Man-Making from Jerusalem

Our brother in mission, Ami Steinberger, is currently living in Jerusalem. As a supporter of the Man-Making blog, he sent along these thoughts about an age-old rite of passage from the Jewish tradition.

The marker of the rite of passage in Jewish society is the Bar Mitzvah. In less observant circles it has become an excuse for a big party, but the authentic meaning of the event is that a Jewish boy becomes a Jewish man by taking upon himself the laws and traditions of the Torah - basically, responsibility to self, others and G-d. We commemorate this transition by calling him up to read from the Torah among the men of his community.

In the photo above, you can see a young Ethiopian Jewish immigrant at his Bar Mitzvah ceremony at the Wailing Wall. One piece of the Bar Mitzvah package is an imperative for every male from 13 and up to attend prayer services with a group of nine or more other Jewish men (a man is defined as a male 13 and up), three times daily. Together we come together to praise G-d, plead to Him, sing to Him, cry to Him, or just stand there bored...which is often the case for many.
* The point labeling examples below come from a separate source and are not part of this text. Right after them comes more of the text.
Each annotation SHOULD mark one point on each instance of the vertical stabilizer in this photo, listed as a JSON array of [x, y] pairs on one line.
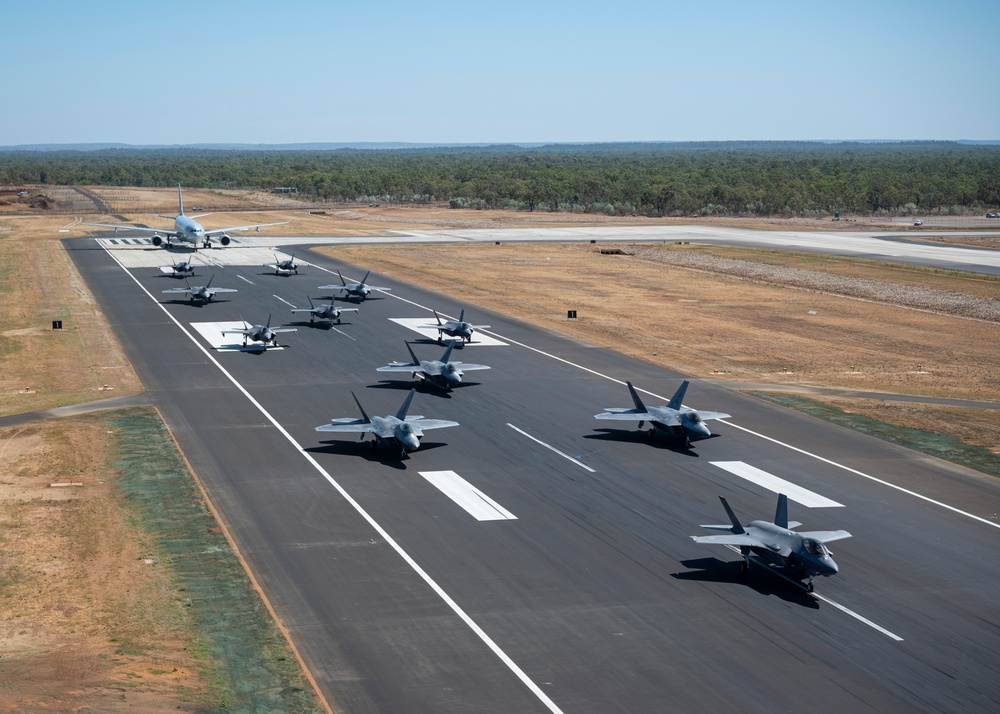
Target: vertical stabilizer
[[781, 513], [678, 399]]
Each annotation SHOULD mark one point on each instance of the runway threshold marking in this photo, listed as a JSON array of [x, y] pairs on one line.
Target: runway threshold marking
[[552, 448], [594, 372], [428, 580], [777, 485], [478, 504]]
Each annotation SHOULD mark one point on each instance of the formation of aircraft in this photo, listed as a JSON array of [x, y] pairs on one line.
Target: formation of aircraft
[[328, 312], [803, 555], [360, 290], [205, 293], [398, 429], [283, 266], [260, 333], [441, 373], [674, 418], [187, 229], [181, 269], [455, 328]]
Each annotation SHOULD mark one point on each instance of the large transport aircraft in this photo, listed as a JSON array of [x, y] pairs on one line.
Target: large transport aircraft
[[186, 228]]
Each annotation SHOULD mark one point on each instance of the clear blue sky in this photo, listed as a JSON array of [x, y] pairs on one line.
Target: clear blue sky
[[295, 71]]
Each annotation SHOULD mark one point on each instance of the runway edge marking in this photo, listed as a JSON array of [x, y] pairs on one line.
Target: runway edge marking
[[431, 583]]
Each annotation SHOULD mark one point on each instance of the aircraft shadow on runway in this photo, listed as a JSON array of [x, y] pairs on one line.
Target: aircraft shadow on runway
[[668, 443], [713, 570], [387, 456]]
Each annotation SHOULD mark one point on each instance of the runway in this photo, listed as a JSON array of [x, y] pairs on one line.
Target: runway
[[588, 595]]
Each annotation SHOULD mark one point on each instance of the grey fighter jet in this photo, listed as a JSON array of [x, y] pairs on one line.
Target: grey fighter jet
[[399, 430], [205, 293], [181, 269], [455, 328], [360, 290], [674, 418], [283, 266], [260, 333], [441, 373], [803, 555], [329, 312]]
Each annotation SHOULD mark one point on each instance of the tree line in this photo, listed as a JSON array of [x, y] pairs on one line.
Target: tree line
[[653, 179]]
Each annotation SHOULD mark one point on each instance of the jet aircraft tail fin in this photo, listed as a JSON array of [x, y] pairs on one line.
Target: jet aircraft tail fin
[[781, 513], [678, 398], [401, 414], [635, 398]]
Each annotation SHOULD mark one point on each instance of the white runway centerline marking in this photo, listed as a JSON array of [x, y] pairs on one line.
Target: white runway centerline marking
[[551, 448], [478, 504], [778, 485]]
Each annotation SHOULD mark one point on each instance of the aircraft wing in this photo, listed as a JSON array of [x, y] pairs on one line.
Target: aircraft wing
[[425, 424], [741, 539], [216, 231], [825, 536]]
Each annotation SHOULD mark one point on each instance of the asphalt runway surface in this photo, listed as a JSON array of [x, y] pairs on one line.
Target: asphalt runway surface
[[583, 592]]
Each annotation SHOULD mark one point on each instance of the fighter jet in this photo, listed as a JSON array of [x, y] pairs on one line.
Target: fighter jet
[[260, 333], [803, 555], [205, 293], [186, 228], [283, 266], [185, 267], [441, 373], [674, 418], [455, 328], [399, 430], [329, 312], [361, 290]]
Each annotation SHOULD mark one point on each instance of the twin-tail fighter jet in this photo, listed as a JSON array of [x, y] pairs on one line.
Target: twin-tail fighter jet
[[442, 373], [179, 270], [455, 328], [187, 229], [674, 418], [328, 312], [399, 430], [205, 293], [283, 266], [803, 555], [360, 290], [264, 334]]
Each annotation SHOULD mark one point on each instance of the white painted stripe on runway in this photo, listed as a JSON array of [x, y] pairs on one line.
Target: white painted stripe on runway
[[778, 485], [551, 448], [478, 504], [383, 533]]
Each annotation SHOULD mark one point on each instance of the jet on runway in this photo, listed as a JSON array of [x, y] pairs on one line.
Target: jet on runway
[[205, 293], [803, 555], [186, 228], [260, 333], [455, 328], [329, 312], [403, 431], [674, 418], [360, 290], [441, 373]]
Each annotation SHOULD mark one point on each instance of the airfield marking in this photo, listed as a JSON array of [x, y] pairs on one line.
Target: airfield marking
[[777, 485], [477, 503], [551, 448], [431, 583]]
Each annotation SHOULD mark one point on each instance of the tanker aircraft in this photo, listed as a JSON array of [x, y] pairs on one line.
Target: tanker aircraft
[[205, 293], [360, 290], [441, 373], [803, 555], [398, 430], [674, 418], [186, 228]]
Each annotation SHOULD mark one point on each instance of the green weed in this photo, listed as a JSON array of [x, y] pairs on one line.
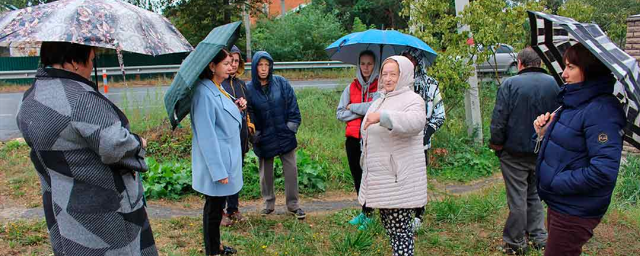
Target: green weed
[[167, 180], [627, 191]]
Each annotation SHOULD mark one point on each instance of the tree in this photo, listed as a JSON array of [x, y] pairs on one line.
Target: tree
[[490, 21], [298, 36], [611, 16], [384, 14], [195, 18]]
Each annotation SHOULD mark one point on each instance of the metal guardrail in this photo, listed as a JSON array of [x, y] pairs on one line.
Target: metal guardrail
[[162, 69]]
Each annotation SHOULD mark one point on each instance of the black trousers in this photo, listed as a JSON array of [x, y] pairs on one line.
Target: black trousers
[[352, 145], [232, 203], [211, 218]]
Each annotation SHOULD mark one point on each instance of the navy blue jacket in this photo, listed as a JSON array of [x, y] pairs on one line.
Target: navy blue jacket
[[274, 111], [580, 155]]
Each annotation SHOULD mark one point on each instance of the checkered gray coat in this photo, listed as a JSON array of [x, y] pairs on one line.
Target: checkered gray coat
[[88, 163]]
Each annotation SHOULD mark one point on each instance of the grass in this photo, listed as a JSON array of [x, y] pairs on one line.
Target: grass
[[454, 156], [452, 227], [321, 136], [19, 182]]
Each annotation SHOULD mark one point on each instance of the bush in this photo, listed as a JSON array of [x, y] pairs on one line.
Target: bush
[[311, 175], [298, 36], [170, 179]]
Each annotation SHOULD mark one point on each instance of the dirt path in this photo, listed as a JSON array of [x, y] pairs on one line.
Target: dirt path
[[323, 204]]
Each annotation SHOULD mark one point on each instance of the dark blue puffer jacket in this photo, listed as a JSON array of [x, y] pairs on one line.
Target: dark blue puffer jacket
[[580, 155], [274, 111]]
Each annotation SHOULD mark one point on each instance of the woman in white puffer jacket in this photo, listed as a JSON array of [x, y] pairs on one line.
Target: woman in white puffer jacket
[[393, 162]]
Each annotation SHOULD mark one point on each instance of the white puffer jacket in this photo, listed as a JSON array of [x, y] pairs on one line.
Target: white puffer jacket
[[393, 160]]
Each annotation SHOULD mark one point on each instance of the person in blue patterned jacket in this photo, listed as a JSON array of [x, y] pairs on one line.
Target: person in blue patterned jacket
[[427, 87]]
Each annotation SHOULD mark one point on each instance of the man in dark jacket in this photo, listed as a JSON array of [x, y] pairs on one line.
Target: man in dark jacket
[[275, 113], [520, 99]]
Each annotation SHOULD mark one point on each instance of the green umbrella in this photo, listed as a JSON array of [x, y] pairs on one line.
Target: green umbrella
[[177, 101]]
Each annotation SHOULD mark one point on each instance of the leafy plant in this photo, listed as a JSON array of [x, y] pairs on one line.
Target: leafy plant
[[353, 242], [170, 179], [473, 208], [311, 174], [627, 191]]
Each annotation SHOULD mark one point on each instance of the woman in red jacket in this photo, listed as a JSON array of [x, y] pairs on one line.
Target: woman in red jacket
[[353, 105]]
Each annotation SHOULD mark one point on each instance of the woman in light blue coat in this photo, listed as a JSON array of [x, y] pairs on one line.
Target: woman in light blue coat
[[216, 152]]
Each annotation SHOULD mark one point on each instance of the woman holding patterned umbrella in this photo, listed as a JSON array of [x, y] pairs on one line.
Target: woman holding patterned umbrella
[[88, 160], [580, 152]]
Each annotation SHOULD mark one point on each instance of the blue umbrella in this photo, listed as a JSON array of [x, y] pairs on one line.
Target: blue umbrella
[[383, 43]]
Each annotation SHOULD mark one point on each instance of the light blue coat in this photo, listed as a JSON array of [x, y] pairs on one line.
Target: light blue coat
[[215, 151]]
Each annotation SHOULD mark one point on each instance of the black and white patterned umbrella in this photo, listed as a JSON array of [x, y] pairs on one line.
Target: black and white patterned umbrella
[[549, 41]]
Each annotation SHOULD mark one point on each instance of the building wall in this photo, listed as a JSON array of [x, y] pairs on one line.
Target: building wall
[[633, 36]]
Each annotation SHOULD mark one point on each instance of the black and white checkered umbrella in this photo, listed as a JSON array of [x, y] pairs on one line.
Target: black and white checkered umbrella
[[551, 35]]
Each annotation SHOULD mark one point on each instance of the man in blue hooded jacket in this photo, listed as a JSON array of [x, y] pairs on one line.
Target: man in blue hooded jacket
[[276, 116]]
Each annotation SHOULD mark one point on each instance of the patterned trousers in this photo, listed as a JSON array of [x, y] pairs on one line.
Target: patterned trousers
[[397, 223]]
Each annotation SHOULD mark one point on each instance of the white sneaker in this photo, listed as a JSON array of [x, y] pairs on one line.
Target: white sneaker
[[417, 223]]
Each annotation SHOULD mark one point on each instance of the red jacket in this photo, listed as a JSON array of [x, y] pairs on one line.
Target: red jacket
[[355, 92]]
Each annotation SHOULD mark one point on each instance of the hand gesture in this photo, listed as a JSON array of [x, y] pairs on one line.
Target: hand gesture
[[542, 123], [241, 103], [372, 118]]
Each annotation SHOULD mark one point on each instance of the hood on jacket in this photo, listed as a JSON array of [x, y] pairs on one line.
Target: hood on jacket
[[421, 57], [405, 81], [254, 66], [374, 74]]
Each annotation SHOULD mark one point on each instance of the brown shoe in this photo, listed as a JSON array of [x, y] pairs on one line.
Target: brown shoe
[[236, 216], [226, 221]]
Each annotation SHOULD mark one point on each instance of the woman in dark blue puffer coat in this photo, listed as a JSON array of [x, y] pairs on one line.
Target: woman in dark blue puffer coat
[[580, 153]]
But the point is that the boys/men come together to do something - sometimes without exchanging words, but by bonding through a common activity and a common goal.

Some shuls (synagogues) have more of a sense of male community than others do. I've recently been attending one in the mornings at the break of dawn. In this particular place, I feel held and supported by the potent male energy - lots of elder energy, whose passion always comes with a grain of salt. I'm there with a few other guys in their twenties, but most of the men are older. Sometimes there's a teen straggler - but they usually sleep in and go to the later "meetings."

The boys growing up in the community where I live and others like it have a great advantage - they're held and supported in their growing manhood not only by their fathers and brothers, but also by the wider community of men. The anticipation of a mandatory draft to the army adds a sense of urgency as well, which promotes bonding.

That's my correspondence for the evening.

I love what you're doing Earl. Keep it up!



  1. Anonymous9:32 PM

    The Western Wall was commonly referred to as the Wailing Wall in old texts. It is now commonly called the Western Wall.

  2. Steve2:43 PM

    Reading today’s blog I wondered how many powerful traditions (rights of passage) have been sullied by rote observance. As a Christian I have seen how in many congregations Confirmation, too, has little to do with the spiritual formation and right of passage into responsible adulthood as today’s blog witnessed. Instead, I think it has a lot to do with an expectation, or obligation, on the part of the parents. The ram-the-kid-through type of program that has more to do with movies and popcorn than history, scripture, prayer and the values they will take into the future as adults.

    And I’ve noticed the age keeps getting moved up. Now it is ten or eleven year olds instead of those cranky fourteen year olds who are much more capable of understanding and making, or not, faith decisions. Sadly it is compliant children and not emerging adults who are being “confirmed” into the faith.